The effects of the government shut down were put into perspective on social media. Government employees posted their $0.00 pay stub on platforms such as Twitter and Facebook. Some of these individuals may have relied on that income to pay their mortgage, phone bills, or tuition. In the cases when the National Parks remain open, it is often difficult to access due to unpaved roads and overflowing toilets/garbage cans. There is an excess of trash everywhere because there aren't paid employees to monitor the garbage. There are also several parks that had initially opened, but after some setbacks have decided to close. Mount Rainier, for example, is a National Park in Washington that had to close due to vehicle traffic. Joshua Tree is another National Park located in Southern California, and because of the government shutdown, they experienced severe vandalism, illegal camping/driving, and excessive amounts of human waste. As a direct result of this, the superintendent was forced to temporarily close the park.
Additionally, these effects have been evident across Washington D.C., in areas like the National Mall and the Washington Monument. Trash is overflowing the garbage cans and is contaminating the streets, which reflects poorly on the image of D.C. Also, all of the libraries in the D.C. area are scheduled to close due to the government shutdown. Public toilet facilities, such as porta-potties, have overflown due to lack of maintenance.
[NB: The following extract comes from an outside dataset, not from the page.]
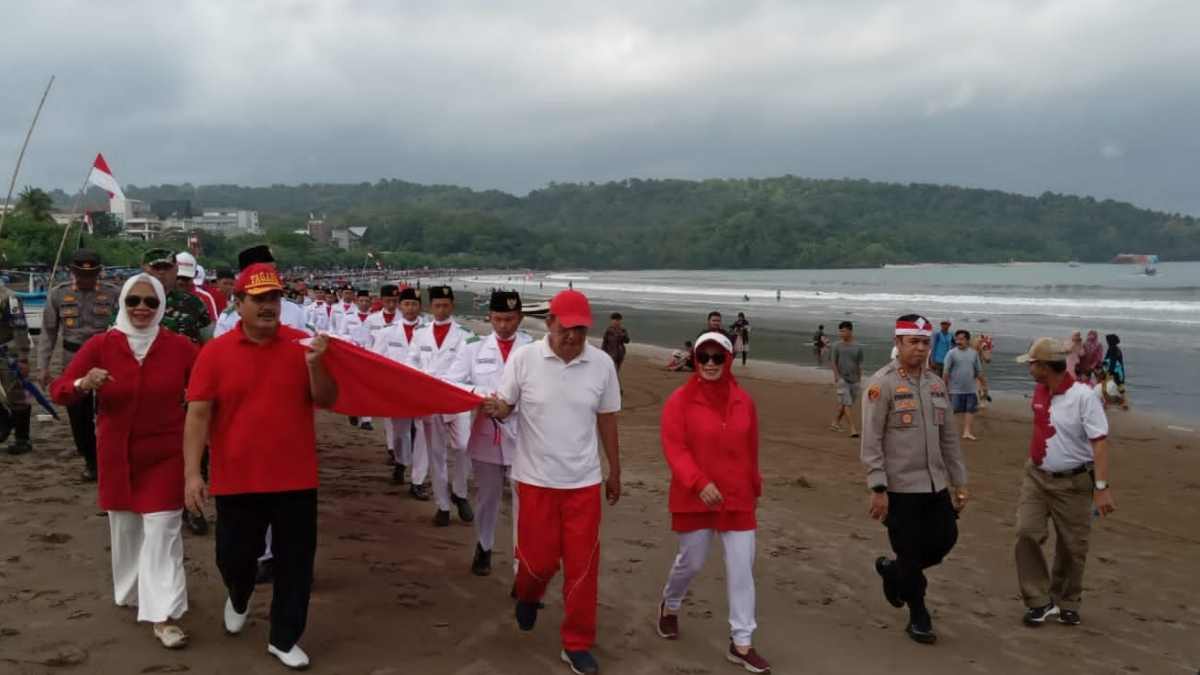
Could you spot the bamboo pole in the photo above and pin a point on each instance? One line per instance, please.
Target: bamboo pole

The government shutdown has had financial, social, and environmental repercussions, which has reduced the quality of life for many Americans. The National Parks are suffering due to the lack of funding and employees in the area. In the instances where a park ranger is present to monitor, he/she isn't getting paid for their time. In other cases, there is an overflow of garbage that is taking over the streets. If the National Park Service wants to seek improvement, the first place to start would be in our nation's capital, Washington D.C. Once the government returns to proper function, the parks will return to normalcy.